Linearizability has been the long standing gold standard for consistency in concurrent data structures. However, proofs of linearizability can be long and intricate, hard to produce, and extremely time consuming even to verify. In this work, we address this issue by introducing simple $universal$, $sound$, and $complete$ proof methods for producing machine-verifiable proofs of linearizability and its close cousin, strong linearizability. Universality means that our method works for any object type; soundness means that an algorithm can be proved correct by our method only if it is linearizable (resp. strong linearizable); and completeness means that any linearizable (resp. strong linearizable) implementation can be proved so using our method.

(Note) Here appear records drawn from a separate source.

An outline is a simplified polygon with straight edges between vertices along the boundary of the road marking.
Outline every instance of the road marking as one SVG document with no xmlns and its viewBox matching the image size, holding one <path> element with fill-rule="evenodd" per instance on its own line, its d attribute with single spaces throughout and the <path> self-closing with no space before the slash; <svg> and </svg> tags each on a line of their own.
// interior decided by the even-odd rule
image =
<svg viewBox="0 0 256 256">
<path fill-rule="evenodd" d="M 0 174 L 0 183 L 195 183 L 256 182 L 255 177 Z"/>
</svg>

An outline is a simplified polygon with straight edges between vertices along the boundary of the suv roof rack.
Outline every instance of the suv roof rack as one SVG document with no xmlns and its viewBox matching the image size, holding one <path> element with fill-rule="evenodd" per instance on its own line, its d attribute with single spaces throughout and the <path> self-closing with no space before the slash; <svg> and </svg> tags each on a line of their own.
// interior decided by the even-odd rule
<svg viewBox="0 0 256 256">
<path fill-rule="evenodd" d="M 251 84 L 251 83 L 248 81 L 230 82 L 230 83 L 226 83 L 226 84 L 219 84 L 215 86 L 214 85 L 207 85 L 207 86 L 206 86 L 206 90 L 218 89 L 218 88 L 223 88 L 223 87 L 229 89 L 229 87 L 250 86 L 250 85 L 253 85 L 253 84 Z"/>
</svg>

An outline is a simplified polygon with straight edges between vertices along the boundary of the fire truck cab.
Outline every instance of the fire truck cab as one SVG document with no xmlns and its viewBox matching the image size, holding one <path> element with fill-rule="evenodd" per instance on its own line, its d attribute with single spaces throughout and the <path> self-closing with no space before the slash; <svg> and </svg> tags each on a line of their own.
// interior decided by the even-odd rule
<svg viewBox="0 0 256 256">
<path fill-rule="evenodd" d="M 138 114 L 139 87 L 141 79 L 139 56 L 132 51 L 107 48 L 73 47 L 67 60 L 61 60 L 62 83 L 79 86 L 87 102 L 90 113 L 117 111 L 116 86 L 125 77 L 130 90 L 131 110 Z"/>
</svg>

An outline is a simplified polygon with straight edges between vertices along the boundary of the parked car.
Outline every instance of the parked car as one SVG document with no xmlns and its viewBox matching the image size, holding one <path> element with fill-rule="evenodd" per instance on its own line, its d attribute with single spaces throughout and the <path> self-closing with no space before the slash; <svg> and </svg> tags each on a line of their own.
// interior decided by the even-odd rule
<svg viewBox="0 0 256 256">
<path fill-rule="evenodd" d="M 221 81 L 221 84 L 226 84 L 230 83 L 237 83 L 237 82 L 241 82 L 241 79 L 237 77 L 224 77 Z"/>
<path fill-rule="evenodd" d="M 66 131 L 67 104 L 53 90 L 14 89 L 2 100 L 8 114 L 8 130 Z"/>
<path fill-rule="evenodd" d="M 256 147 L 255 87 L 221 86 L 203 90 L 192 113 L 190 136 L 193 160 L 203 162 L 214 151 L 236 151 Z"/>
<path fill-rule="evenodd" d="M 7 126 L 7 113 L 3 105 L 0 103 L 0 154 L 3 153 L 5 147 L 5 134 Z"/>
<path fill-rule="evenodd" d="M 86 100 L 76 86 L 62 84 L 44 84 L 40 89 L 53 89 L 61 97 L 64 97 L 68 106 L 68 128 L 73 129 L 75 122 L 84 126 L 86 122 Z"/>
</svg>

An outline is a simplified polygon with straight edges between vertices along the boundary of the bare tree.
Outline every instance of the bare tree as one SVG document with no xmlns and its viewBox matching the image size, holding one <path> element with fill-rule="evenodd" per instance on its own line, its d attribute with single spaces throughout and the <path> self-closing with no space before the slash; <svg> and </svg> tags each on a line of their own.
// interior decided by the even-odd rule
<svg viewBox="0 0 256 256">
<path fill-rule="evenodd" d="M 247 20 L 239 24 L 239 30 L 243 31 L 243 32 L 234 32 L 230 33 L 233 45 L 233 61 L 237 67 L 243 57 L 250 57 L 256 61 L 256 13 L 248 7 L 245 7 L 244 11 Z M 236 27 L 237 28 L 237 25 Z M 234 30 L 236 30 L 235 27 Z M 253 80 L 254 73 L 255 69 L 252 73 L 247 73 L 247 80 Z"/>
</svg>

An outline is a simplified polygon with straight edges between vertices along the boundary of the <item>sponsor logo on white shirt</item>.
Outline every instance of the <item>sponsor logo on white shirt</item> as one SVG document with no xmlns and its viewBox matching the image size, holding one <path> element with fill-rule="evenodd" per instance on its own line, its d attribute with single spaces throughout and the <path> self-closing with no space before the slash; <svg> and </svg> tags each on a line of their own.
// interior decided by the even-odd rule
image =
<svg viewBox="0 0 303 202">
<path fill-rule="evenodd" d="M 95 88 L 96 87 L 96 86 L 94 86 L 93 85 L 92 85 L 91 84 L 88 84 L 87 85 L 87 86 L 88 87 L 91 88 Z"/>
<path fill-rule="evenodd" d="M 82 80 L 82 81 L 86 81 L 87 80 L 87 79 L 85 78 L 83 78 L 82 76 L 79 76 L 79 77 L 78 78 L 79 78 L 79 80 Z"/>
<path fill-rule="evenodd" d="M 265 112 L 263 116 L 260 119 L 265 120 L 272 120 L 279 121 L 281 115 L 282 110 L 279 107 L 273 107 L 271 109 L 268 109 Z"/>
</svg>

We demonstrate the simplicity and power of our method by producing proofs of linearizability for the Herlihy-Wing queue and Jayanti's single-scanner snapshot, as well as a proof of strong linearizability of the Jayanti-Tarjan union-find object. All three of these proofs are machine-verified by TLAPS (the Temporal Logic of Actions Proof System).

翻译：线性化一直是并发数据结构一致性检验的黄金标准，但其证明过程冗长复杂、难以推导且验证耗时极大。本研究通过引入一套简单、通用、可靠且完备的证明方法解决了这一问题，该方法能够生成机器可验证的线性化证明及其近亲——强线性化证明。通用性意味着该方法适用于任意对象类型；可靠性指仅当算法具有可线性化性（或强可线性化性）时才能通过该方法证明其正确性；完备性则表明任何可线性化（或强可线性化）的实现均可通过该方法得到验证。我们通过为Herlihy-Wing队列、Jayanti单扫描器快照对象生成线性化证明，以及为Jayanti-Tarjan并查集对象生成强线性化证明，展示了该方法的高效性与简洁性。这三个证明均通过TLAPS（动作时序逻辑证明系统）进行了机器验证。